Sahlin Kristoffer, Medvedev Paul
Department of Mathematics, Science for Life Laboratory, Stockholm University, 106 91, Stockholm, Sweden.
Department of Computer Science and Engineering, The Pennsylvania State University, University Park, PA, USA.
Nat Commun. 2021 Jan 4;12(1):2. doi: 10.1038/s41467-020-20340-8.
Oxford Nanopore (ONT) is a leading long-read technology which has been revolutionizing transcriptome analysis through its capacity to sequence the majority of transcripts from end-to-end. This has greatly increased our ability to study the diversity of transcription mechanisms such as transcription initiation, termination, and alternative splicing. However, ONT still suffers from high error rates which have thus far limited its scope to reference-based analyses. When a reference is not available or is not a viable option due to reference-bias, error correction is a crucial step towards the reconstruction of the sequenced transcripts and downstream sequence analysis of transcripts. In this paper, we present a novel computational method to error correct ONT cDNA sequencing data, called isONcorrect.

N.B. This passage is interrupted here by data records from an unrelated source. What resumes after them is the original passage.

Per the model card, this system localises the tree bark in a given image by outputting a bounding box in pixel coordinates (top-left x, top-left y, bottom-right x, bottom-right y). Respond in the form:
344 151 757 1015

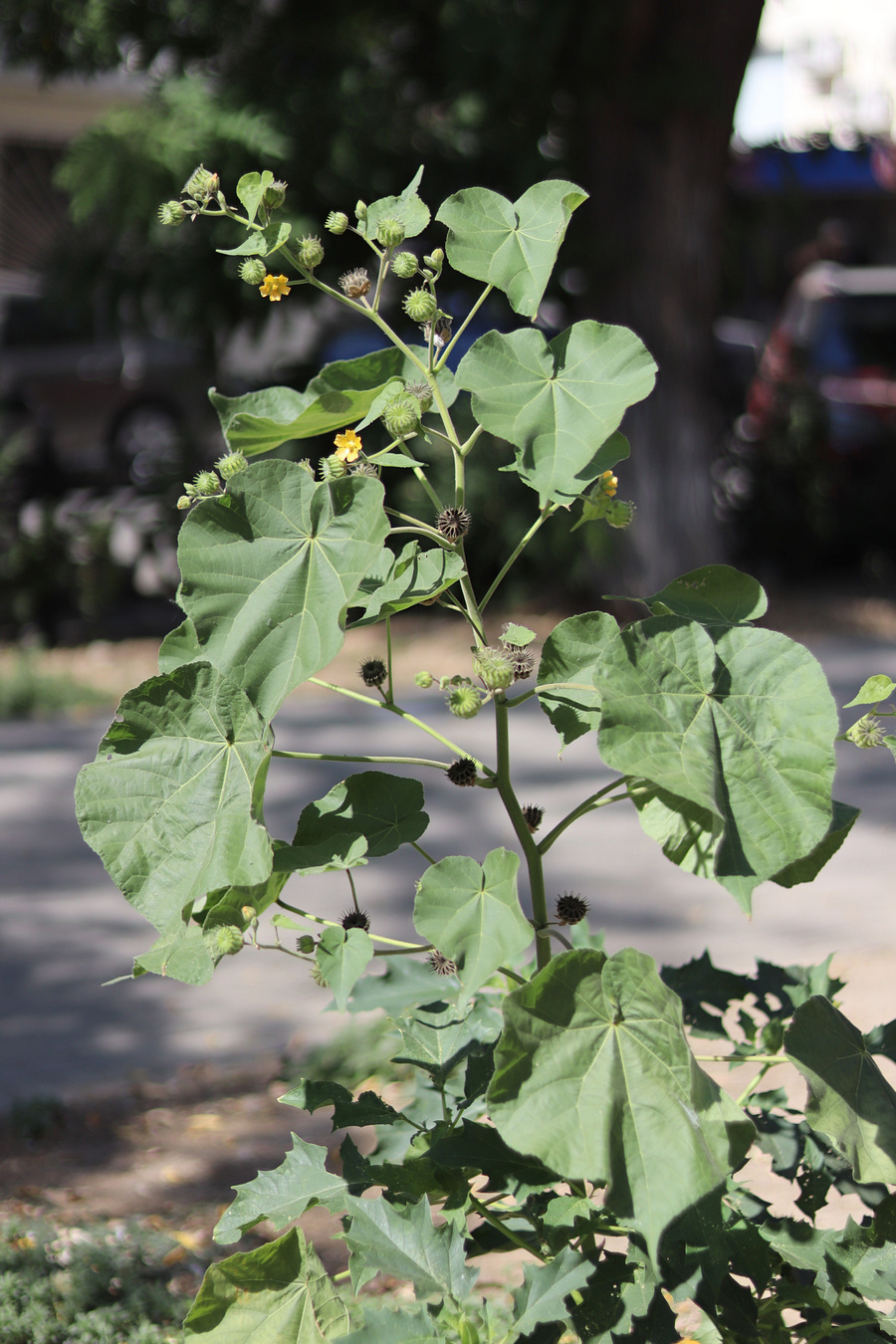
580 0 762 592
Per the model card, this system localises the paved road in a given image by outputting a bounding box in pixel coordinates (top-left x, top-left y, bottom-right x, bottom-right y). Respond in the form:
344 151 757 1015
0 638 896 1106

IsONcorrect is able to jointly use all isoforms from a gene during error correction, thereby allowing it to correct reads at low sequencing depths. We are able to obtain a median accuracy of 98.9-99.6%, demonstrating the feasibility of applying cost-effective cDNA full transcript length sequencing for reference-free transcriptome analysis.
牛津纳米孔(ONT)是一项领先的长读长技术,它通过对大多数转录本进行端到端测序的能力,彻底改变了转录组分析。这极大地提高了我们研究转录机制多样性的能力,如转录起始、终止和可变剪接。然而,ONT仍然存在高错误率,这迄今为止限制了其在基于参考的分析中的应用范围。当由于参考偏差而没有可用的参考序列或参考序列不可行时,纠错是重建测序转录本和进行转录本下游序列分析的关键步骤。在本文中,我们提出了一种用于纠错ONT cDNA测序数据的新型计算方法,称为isONcorrect。IsONcorrect能够在纠错过程中联合使用来自一个基因的所有异构体,从而使其能够在低测序深度下校正 reads。我们能够获得98.9 - 99.6%的中位数准确率,证明了应用具有成本效益的cDNA全长转录本测序进行无参考转录组分析的可行性。